Live Your Legacy


It’s that wonderful time of the year at Potomac Falls when all journalism students are recruiting mainly underclassmen, and some upperclassmen, to continue on the yearbook and newsmagazine legacy here at PFHS. But, do you have what it takes to be a part of the yearbook family? Read more to find out what this class is truly all about and if it is a good fit for you. 

According to yearbook members (including myself), yearbook is a fast paced, energetic, and strenuous class. Don’t let the word strenuous scare you, though. The class takes a lot of hard work and effort to make your deadlines and find the right people for your spreads. Staff Members are required to gather all interviews for the actual pages of the yearbook, and Editors-in-Chiefs (EICs), are in charge of designing spreads.

A typical day in yearbook consists of having a coverage meeting discussing upcoming events such as games, club meetings, and gatherings at Potomac Falls so that we have content for the yearbook. Groups then meet with their EIC, and the team leader makes the “game plan” for that class period. Depending on how close your group is to their deadline, the workload differs in yearbook. Some days are busier than others. A laid-back day usually involves planning out the next “layer” (or content) that is due, and busier days are filled with seeking out students to interview and writing captions or taking photos.

My role in yearbook is being a staff-member, so I am usually running to get interviews, writing captions, brainstorming headlines and subheadlines, and communicating with my team leader and EIC. If you continue yearbook starting sophomore year to senior year, you have the chance of applying for a leadership position including editor-in-chief, managing editor, business manager, marketing manager, photo editor, or video editor. Not only does the consistency of taking the course all three years look good to colleges, but there is a GPA perk as well; your third year of yearbook (or newspaper) is an Honors course, so students receive a bump to their GPA. 
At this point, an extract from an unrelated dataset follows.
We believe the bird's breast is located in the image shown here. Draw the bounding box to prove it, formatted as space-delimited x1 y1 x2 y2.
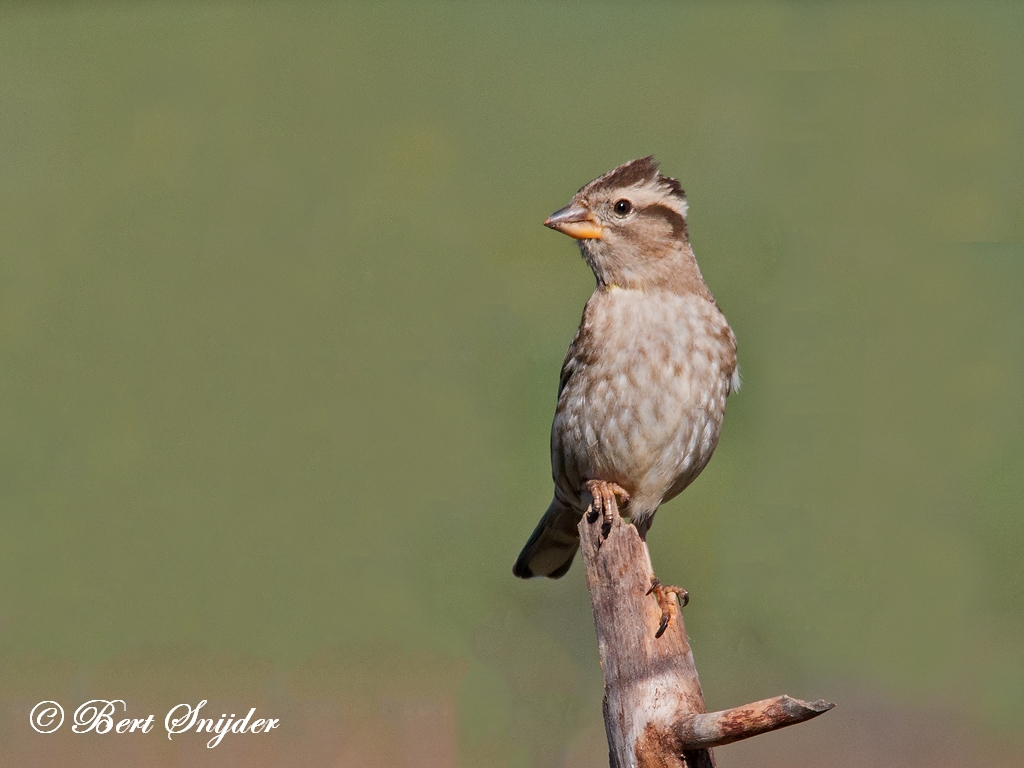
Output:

Emily Everett, head of student publications, says that students with a social and outgoing personality will thrive in the yearbook environment. “You get to put together this publication, market, and sell it and then see people enjoy your work at the end of the year— and forever,” said Everett. Although Everett is the teacher of the class, students ultimately run the class since the course is a student run publication. All interviews, captions, headlines, and designs are made by yearbook editors and staff members, as well as the majority of the photos included.
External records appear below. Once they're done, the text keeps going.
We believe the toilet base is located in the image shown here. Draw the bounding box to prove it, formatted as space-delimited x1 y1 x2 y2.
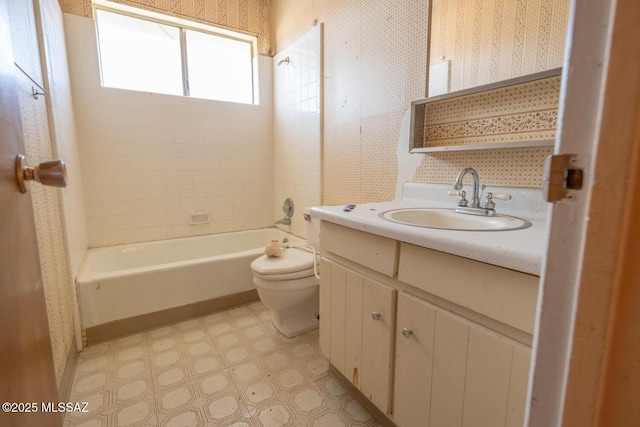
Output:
271 292 320 338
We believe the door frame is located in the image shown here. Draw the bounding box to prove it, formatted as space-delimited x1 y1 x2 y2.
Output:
526 0 640 426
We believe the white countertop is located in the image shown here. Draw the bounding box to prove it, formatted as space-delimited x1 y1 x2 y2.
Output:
311 183 547 276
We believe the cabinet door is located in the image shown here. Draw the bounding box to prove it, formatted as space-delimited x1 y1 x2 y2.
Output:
320 259 396 413
360 278 397 414
319 258 333 359
393 292 436 427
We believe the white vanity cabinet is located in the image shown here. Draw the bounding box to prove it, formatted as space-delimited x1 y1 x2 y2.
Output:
393 292 531 427
393 243 538 427
320 259 397 414
320 223 397 414
320 221 538 427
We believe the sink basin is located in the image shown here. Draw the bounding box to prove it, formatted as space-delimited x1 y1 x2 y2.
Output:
380 208 531 231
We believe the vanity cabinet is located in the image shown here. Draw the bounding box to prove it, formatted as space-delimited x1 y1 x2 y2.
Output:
320 222 398 414
320 258 397 414
393 292 531 427
320 221 539 427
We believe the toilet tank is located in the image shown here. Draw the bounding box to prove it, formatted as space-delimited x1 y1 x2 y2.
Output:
304 208 320 250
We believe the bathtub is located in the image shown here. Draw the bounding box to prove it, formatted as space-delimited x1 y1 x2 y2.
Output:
76 228 305 341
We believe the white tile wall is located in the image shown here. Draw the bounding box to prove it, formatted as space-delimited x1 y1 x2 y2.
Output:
65 14 274 247
39 0 87 354
273 24 322 241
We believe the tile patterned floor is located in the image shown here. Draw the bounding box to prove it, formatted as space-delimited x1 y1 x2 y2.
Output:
64 302 379 427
Junior Molly DeHaven is an editor-in-chief in the class and has taken yearbook for two years. “I feel like there is a stigma around yearbook only being for one type of personality, but that is totally not true. There is space for so many different talents, whether it is writing, photography, design, videography, or even just having a creative and artistic mind. We are always looking for fresh ideas and we need a large and well rounded staff in order to achieve that,” said DeHaven. DeHaven explains that in order to be successful in yearbook you must be organized, have strong time management skills, and be able to work in a team setting. 

Junior Angelina Lam is a team leader in the class and has taken yearbook since sophomore year. “The class is fun and there are parties after every deadline where everyone brings in food to celebrate finishing a deadline,” said Lam.

There are many perks to being a part of the yearbook staff, according to members, including free admission to school events if you are taking photos for the yearbook.

Course selection will be coming soon, so consider taking yearbook as one of your electives. Though it is a considerably easy class, it looks great on college applications especially if you apply for a leadership role. Come on over to room 239 and grab an application to apply.